<div class="alert alert-danger">
**Due date:** 2017-02-03
</div>

# Lab 2: Language Modelling

**Students:** Ludvig Noring (ludno249), Michael Sörsäter (micso554), Victor Tranell (victr593)

## Introduction

In this lab you will experiment with $n$-gram models. You will test various parameters that influence these models&rsquo; quality and train to estimate models with additive smoothing.

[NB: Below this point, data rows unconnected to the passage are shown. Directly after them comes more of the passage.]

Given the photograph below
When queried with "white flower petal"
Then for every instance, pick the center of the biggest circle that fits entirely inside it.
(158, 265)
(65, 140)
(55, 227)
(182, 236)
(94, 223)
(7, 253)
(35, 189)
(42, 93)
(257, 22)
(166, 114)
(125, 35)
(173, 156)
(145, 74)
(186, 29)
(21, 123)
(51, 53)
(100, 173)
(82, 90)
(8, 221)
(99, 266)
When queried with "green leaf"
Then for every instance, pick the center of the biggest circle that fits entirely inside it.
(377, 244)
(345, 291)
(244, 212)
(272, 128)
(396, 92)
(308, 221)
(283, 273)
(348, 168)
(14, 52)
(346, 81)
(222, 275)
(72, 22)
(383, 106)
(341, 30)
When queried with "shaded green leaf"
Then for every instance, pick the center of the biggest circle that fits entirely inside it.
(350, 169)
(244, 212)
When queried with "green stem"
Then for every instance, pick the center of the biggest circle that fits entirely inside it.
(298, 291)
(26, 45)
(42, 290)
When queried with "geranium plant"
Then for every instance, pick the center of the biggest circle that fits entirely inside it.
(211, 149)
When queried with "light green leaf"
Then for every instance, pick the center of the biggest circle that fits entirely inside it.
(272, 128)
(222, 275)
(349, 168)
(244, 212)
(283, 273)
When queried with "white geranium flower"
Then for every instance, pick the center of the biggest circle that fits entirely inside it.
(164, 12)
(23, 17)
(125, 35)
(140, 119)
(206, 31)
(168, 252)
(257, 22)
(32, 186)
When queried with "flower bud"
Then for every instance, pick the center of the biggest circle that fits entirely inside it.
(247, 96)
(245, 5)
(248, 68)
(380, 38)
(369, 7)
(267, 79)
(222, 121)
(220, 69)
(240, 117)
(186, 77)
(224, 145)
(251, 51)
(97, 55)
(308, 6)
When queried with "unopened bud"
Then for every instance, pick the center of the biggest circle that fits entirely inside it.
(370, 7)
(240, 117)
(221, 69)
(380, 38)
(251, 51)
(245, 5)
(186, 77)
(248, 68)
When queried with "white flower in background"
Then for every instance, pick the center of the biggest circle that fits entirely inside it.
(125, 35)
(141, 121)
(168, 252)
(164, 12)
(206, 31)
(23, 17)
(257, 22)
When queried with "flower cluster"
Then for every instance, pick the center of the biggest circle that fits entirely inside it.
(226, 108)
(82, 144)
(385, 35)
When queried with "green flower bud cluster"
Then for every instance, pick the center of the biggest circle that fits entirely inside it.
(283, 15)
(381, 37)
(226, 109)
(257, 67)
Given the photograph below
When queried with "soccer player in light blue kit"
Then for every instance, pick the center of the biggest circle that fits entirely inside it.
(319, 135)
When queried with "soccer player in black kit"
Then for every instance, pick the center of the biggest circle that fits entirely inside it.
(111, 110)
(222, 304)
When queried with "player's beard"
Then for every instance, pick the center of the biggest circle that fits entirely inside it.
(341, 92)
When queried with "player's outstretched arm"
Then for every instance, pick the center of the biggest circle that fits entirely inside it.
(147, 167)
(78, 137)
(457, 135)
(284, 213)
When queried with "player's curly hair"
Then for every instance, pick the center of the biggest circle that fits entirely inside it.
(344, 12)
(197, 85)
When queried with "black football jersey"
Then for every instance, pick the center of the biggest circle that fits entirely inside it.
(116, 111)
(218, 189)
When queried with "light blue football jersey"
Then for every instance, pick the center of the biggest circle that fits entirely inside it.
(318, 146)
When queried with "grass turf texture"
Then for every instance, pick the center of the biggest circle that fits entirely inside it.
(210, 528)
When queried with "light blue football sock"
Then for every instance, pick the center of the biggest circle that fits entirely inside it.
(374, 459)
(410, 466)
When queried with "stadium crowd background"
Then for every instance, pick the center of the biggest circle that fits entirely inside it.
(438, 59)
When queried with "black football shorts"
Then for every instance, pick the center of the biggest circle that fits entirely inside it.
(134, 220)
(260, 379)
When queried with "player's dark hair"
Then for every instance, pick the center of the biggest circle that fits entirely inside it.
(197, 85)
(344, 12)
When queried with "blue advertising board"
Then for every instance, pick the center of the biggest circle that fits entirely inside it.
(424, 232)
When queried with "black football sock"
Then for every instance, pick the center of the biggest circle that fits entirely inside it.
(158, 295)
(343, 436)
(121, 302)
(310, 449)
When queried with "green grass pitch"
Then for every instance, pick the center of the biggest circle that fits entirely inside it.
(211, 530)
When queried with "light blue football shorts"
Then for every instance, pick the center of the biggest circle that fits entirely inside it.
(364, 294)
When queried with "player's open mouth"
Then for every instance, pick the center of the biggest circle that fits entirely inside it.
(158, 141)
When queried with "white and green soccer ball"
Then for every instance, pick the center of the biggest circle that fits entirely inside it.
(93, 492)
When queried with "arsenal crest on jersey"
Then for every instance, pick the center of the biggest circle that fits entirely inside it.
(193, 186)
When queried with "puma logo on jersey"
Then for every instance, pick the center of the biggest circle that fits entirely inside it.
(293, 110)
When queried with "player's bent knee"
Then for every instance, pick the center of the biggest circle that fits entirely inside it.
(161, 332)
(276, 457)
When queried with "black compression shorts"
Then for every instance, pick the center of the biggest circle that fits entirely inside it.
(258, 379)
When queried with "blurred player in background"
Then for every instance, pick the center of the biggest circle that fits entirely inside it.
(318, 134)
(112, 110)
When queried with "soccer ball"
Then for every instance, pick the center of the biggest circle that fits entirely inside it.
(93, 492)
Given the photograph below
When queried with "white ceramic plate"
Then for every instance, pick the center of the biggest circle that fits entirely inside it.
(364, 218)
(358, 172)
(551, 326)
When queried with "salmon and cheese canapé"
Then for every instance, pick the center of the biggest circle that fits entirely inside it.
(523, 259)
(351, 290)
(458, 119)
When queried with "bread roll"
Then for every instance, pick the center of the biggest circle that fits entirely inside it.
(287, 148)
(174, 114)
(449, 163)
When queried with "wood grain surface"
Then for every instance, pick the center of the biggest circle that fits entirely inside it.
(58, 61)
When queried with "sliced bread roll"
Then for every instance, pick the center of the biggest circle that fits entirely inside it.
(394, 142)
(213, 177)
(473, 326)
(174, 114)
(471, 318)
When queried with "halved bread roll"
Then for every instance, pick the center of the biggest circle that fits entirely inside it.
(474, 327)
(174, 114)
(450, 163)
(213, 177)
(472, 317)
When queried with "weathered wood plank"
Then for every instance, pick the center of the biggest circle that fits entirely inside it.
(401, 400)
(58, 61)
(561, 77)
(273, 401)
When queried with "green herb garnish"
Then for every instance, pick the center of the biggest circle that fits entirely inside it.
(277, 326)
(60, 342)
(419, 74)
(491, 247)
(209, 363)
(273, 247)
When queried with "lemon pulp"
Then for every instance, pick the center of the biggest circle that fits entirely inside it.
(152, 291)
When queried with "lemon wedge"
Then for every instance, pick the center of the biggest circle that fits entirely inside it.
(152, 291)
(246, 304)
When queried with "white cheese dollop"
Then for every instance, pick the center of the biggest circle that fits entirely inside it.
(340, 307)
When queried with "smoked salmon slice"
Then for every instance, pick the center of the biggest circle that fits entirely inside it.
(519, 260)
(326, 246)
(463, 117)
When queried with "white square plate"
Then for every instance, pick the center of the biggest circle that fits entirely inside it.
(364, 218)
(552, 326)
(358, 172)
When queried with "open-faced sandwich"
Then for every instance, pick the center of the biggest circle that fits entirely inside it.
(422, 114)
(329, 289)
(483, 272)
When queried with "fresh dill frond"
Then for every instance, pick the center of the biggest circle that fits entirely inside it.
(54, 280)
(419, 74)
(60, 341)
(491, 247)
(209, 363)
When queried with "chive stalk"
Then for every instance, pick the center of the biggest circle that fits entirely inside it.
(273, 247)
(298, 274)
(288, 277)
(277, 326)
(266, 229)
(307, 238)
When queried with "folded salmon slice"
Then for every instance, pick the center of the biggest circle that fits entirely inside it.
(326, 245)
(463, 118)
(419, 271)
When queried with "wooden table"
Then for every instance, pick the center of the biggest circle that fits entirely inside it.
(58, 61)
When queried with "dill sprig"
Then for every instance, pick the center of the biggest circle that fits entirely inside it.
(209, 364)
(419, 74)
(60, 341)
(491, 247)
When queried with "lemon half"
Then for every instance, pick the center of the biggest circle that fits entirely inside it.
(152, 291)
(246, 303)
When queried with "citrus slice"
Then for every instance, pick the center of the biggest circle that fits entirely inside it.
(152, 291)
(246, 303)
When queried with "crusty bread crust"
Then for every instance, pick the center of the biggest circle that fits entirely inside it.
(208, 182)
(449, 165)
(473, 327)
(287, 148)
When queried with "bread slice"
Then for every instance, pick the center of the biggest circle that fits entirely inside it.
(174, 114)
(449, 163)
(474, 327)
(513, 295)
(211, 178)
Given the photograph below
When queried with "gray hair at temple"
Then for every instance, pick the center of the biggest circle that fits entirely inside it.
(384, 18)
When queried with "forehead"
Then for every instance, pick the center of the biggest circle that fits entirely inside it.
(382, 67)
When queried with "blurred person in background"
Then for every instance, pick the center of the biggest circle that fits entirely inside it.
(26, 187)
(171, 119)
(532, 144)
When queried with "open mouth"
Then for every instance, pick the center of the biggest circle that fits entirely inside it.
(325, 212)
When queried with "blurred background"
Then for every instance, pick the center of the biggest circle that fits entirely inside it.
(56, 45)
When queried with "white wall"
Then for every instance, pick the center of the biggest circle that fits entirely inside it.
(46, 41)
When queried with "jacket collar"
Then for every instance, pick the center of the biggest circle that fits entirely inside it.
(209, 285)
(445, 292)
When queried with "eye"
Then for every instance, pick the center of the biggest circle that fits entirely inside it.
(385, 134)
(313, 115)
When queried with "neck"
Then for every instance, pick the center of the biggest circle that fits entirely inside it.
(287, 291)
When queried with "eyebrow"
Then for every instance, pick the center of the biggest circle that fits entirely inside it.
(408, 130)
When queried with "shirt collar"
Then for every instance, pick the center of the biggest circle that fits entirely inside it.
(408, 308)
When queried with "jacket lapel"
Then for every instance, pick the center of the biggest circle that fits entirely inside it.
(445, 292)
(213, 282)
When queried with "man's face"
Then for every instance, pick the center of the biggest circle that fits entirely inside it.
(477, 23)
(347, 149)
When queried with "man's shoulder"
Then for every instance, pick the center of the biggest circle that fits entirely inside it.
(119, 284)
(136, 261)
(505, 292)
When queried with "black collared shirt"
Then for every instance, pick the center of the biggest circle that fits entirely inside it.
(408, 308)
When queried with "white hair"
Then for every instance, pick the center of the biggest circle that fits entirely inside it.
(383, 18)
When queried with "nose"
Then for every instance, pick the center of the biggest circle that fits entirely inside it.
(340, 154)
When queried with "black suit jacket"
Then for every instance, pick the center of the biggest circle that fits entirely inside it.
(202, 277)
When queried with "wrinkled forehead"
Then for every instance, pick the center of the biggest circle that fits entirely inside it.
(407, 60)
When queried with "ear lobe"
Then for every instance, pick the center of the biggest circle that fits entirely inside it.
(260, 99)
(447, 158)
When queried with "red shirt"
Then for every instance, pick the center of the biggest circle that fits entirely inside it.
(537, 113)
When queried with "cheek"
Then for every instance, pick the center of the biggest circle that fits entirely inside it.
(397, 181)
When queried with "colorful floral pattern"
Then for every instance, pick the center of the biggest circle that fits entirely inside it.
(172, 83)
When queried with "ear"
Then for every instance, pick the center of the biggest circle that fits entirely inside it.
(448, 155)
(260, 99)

The following lines of code import the Python modules needed for this lab:

In [1]:
import nlp2
import ngrams

The data for this lab consists of Arthur Conan Doyle&rsquo;s novels about Sherlock Holmes: *The Adventures of Sherlock Holmes*, *The Memoirs of Sherlock Holmes*, *The Return of Sherlock Holmes*, *His Last Bow* and *The Case-Book of Sherlock Holmes*. The next piece of code loads the first three of these as training data:

In [2]:
training_data = nlp2.read_data("/home/TDDE09/labs/nlp2/data/advs.txt",
                               "/home/TDDE09/labs/nlp2/data/mems.txt",
                               "/home/TDDE09/labs/nlp2/data/retn.txt")

The data is represented as a list of sentences, where one sentence is represented as a list of tokens (strings). The next line prints the 101th sentence:

In [3]:
print(training_data[100])

["'", 'Let', 'us', 'glance', 'at', 'our', 'Continental', 'Gazetteer', '.']


## Relation between a model’s quality and its order

In the first part of this lab you will examine the relation between an $n$-gram model’s quality and its **order**, i.e. the value of&nbsp;$n$. You will do both a qualitative and quantitative evaluation with the help of the entropy measure.

### Qualitative evaluation

The following line trains a bigram-model of the class `ngrams.Model` on the training data.

In [4]:
model = nlp2.train(ngrams.Model, 2, training_data)

With this model you are able to generate random sentences. Every time you run the following code cell a new sentence is generated.

In [5]:
print(" ".join(model.generate()))

Come in my mission , put the room with a reward for he was lecturing on the January , with which was a few minutes of experience .


Look at the sentences. Do they sound natural?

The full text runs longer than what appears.